Violence: Characters are attacked and murdered. They are strangled, bludgeoned, poisoned, and struck with heavy objects. Bloody injuries are seen. Police mention that a dead man’s tongue has been removed. A person makes a Molotov cocktail, starting a fire in a house. Guns are fired and people are injured, with visible bloody wounds. There are scenes of men fighting with pushing and shoving. A fake strangulation is portrayed in a theatrical performance. In a nightmare, a character sees a man’s back being cut open.
Sexual Content: Adultery is frequently mentioned. There are a few scenes of kissing. There is coded mention of sexual harassment or assault, described as “difficulties”. There is a vague suggestion of a gay relationship. A man is briefly seen in his underwear on a couple of occasions.
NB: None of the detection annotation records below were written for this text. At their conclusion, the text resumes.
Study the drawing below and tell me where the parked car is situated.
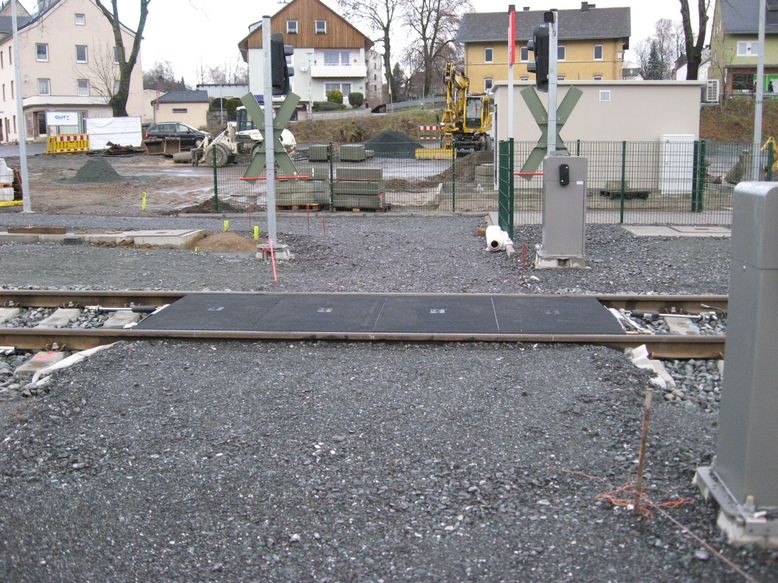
[146,121,211,150]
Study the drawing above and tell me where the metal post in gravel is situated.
[619,141,627,225]
[211,144,219,213]
[327,142,335,212]
[632,387,654,514]
[451,144,457,212]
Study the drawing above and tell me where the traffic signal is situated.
[527,26,549,91]
[270,32,294,95]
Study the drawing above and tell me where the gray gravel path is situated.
[0,215,778,581]
[0,213,729,293]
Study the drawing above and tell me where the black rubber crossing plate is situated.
[375,295,498,334]
[492,296,624,334]
[138,294,624,336]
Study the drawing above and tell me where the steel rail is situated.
[0,290,727,314]
[0,328,725,359]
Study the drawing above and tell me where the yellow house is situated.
[457,2,630,91]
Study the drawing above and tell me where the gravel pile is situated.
[62,157,126,184]
[0,214,778,581]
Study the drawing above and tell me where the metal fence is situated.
[203,141,774,225]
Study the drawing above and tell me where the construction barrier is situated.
[46,134,89,154]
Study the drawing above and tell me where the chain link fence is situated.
[203,140,774,225]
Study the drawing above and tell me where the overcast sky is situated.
[22,0,696,86]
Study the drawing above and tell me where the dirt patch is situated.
[192,232,257,253]
[427,152,494,182]
[365,130,422,158]
[62,158,127,184]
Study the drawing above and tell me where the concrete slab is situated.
[14,350,66,379]
[662,316,700,336]
[0,308,21,324]
[122,229,206,249]
[624,225,730,237]
[103,312,140,329]
[0,231,39,243]
[35,308,81,328]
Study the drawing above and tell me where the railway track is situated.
[0,290,727,359]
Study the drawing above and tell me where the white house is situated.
[0,0,143,142]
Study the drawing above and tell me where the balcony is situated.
[311,65,367,79]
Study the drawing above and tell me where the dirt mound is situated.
[176,198,246,213]
[193,232,257,253]
[62,158,127,184]
[427,152,494,182]
[365,130,422,158]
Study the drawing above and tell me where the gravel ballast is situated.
[0,213,778,581]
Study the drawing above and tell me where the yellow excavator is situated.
[416,63,492,159]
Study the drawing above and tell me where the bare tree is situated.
[635,18,682,79]
[339,0,401,102]
[89,45,119,102]
[678,0,711,80]
[404,0,471,96]
[96,0,151,117]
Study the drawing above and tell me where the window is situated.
[732,73,756,92]
[324,83,351,97]
[35,43,49,61]
[324,51,351,67]
[737,40,759,57]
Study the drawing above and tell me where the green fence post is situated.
[327,142,335,212]
[619,141,627,225]
[451,142,457,213]
[211,144,219,213]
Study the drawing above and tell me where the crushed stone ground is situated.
[0,214,778,582]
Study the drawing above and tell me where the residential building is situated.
[708,0,778,97]
[238,0,373,103]
[151,89,210,128]
[0,0,143,142]
[456,2,631,91]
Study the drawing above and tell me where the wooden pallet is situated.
[276,202,320,212]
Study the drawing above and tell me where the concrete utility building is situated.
[456,2,631,91]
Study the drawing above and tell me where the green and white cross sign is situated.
[240,93,300,178]
[521,87,582,179]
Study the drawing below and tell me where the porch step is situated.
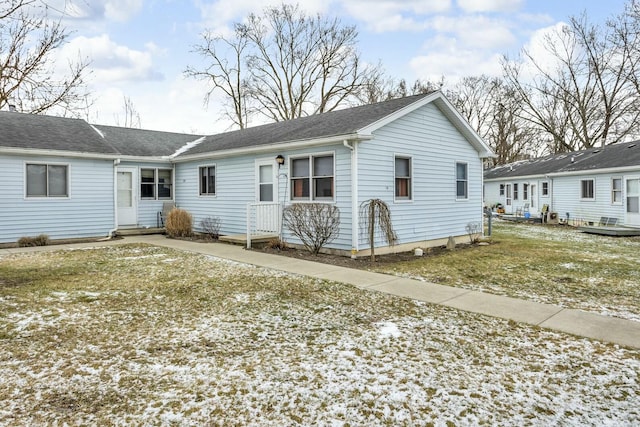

Profanity: There are approximately a dozen profanities, with the script featuring a couple of scatological curses, plus terms of deity, mild profanities, and an anatomical term.
Alcohol / Drug Use: People drink alcohol frequently throughout the movie and are often shown intoxicated. A main character drives after drinking.
Page last updated September 16, 2022
See How They Run Parents' Guide
This movie was inspired by Agatha Christie’s enduringly popular play, The Mousetrap. To learn more about the real people who are shown in this movie, you can read these links:
The play’s website can be found here.
Loved this movie? Try these books…
The story that inspired it all can be found in Agatha Christie’s The Mousetrap and Other Plays.
If you enjoyed this film, there are some Agatha Christie novels that follow similar themes. The Sittaford Mystery is set in a country house, isolated by a heavy snowfall. Actors and actresses are suspects in Lord Edgware Dies. A film star is a main character in The Mirror Crack’d from Side to Side. Dentist Norman Gale (whose nameplate is seen in this film) is a character in Death in the Clouds. Another dentist is a character in One Two, Buckle My Shoe.
If you want a lighthearted approach to crime fiction, you can try Agatha Christie’s series featuring Tommy and Tuppence Beresford. This sleuthing couple solve mysteries together in Partners in Crime, The Secret Adversary, and N or M? Another young adventurer gets embroiled in intrigue in The Man in the Brown Suit.
Related home video titles:
The film this most closely resembles is Clue. Released in 1985, this murder mystery parody hits comic gold with a cast that includes Tim Curry, Madeline Kahn, and Christopher Lloyd.